Gunnarr pushed off the couch and walked to his desk, avoiding Trey’s question, for he knew exactly what the boy wanted to hear. He had no clear answer for the whiplash change of heart he’d had when he’d seen his offspring near death in the hospital.

Pulling out his desk chair, he sat heavily and brushed a hand over his eyes as he mentally ran through his options. He could lie, but his son was too smart to buy simple avowals of fatherly love and concern. That this young man had chosen a path at odds with tradition and in opposition to the best interests of family and clan was partially his own fault. He’d engineered the situation, in collusion with Eirik. He’d made that particular bed, not his son. It was something he could never admit, ever. The clans would see it as weakness and he was already under siege by the Miami group who daily impinged on his lucrative arms business.

Trey’s hiss of pain brought Gunnarr back to the question hanging between them.

“Can I get you anything? I can call the medic and have him give you something else.” He reached for the intercom button but Trey mumbled, “I’m fine,” as he adjusted his position to take weight off his hip. Gunnarr decided to go with the logical rationale first so he stated with finality, “Tradition.”

“That’s an excuse.”

“It’s a reason, boy. And it wouldn’t hurt for you to pay more attention to it.”

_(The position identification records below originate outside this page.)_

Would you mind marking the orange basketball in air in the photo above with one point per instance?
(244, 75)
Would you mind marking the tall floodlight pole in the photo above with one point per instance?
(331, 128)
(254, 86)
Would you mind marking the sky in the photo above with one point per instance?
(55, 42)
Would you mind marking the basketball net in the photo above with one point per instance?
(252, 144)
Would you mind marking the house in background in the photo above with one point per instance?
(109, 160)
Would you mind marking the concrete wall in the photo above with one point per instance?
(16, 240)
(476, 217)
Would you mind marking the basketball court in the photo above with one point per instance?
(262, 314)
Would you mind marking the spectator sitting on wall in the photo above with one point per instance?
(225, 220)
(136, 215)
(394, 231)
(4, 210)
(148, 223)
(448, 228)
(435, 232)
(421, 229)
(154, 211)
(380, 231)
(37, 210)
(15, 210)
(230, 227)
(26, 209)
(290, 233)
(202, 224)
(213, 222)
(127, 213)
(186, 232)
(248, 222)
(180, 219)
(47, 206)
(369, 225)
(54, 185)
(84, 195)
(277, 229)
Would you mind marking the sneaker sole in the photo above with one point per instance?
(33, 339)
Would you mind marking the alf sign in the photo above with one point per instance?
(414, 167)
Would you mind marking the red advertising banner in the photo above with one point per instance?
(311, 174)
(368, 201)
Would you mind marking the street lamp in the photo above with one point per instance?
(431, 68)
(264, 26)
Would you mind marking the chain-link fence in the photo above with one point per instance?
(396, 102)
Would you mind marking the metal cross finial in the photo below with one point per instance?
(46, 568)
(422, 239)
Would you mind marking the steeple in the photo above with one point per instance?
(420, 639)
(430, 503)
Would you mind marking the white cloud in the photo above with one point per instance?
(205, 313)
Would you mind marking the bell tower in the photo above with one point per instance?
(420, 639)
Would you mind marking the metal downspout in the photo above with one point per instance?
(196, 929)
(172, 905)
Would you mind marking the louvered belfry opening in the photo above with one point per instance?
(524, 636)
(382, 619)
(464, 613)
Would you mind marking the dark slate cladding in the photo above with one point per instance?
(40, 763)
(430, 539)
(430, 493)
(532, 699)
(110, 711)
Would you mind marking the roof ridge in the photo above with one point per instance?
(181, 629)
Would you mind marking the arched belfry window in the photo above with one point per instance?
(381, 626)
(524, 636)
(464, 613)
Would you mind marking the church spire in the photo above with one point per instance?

“We broke with that generations ago, Father. I made a choice. The old ways no longer pertain to us. I’m surprised you even came for me.” Trey grimaced and barked, “I want to know why.”

Gunnarr turned away to hide the lie in his eyes. With ice-cold resolve he said, “We wanted the asset. You happened to have it. Your track record with valuable property has not been sterling.”

“You don’t know anything about that.”

“Oh, but I do. Your uncle filled me in on all the details of your little escapade with the mother.”

Trey clenched his fist tightly enough to dislodge the morphine drip. He looked at it idly, as if relishing the agony to come, hoping to overwhelm the pain of betrayal.

“Gothi ... and you. I should have known.”

“Do you think we exist in a vacuum, boy? We are not as different as you might think. We work together when necessary to save the clans. And to clean up messes made by fuck-ups like you. How the hell you ever survived this long, I’ll never know.”